In occasione delle iniziative promosse dalla Regione Piemonte alla Fiera Boster Nord Ovest, abbiamo intervistato la dottoressa Elena Fila Mauro. E' la neo direttrice del settore Foreste della Regione Piemonte: uno dei temi principali di cui si parlerà a Boster riguarda proprio il nuovo Piano di Sviluppo Rurale della Regione Piemonte, che prevede lo stanziamento di numerosi fondi a sostegno del settore e varie misure per lo sviluppo economico della filiera. La Fiera Boster Nord Ovest rappresenterà quindi un'opportunità unica per cogliere tutte le opportunità, anche in chiave commerciale.

Dottoressa Fila Mauro, quali sono le principali novità del Piano di Sviluppo Rurale (Psr) 2014-2020?

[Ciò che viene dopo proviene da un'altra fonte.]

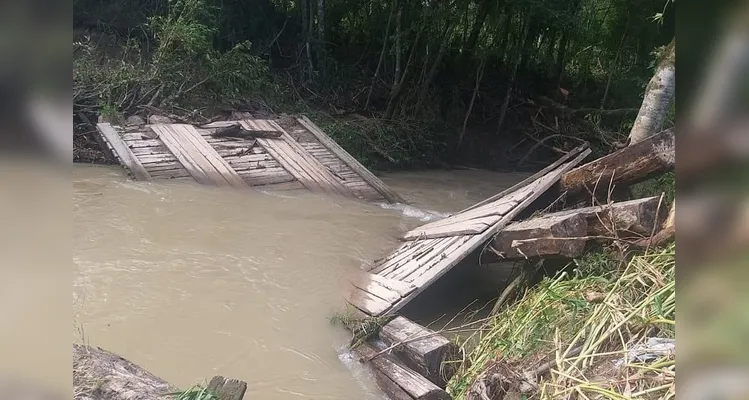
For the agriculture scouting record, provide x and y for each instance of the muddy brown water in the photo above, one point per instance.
(190, 281)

Buona parte del PSR 2014-2020 riprende la struttura e le iniziative del precedente programma, ma le novità non sono poche e soprattutto sono significative. La più importante ed evidente risiede in una nuova “misura”, la numero 16, dedicata interamente alle attività di “cooperazione” cioè alle iniziative da svolgersi in collaborazione fra diversi soggetti ove l’iniziativa del singolo non sarebbe sufficiente. Una ulteriore importante novità risiede nell’introduzione delle Unità di Costo Standard (UCS) che, per i soggetti privati, rappresenteranno in molti casi una modalità di rendicontazione semplificata (le UCS rappresentano una sorta di prezzario da applicare agli interventi) e sostitutiva del tradizionale utilizzo delle fatture. Infine lo sviluppo, da parte della Regione Piemonte, di diverse iniziative a titolarità regionale sulle misure 1, 4 e 8, consente di realizzare attività molto mirate alle esigenze del comparto forestale piemontese. Ad esempio il portale legno, lo sviluppo di una infrastruttura informatica forestale, l’esecuzione di interventi selvicolturali in situazioni di non remunerazione per le imprese, ecc.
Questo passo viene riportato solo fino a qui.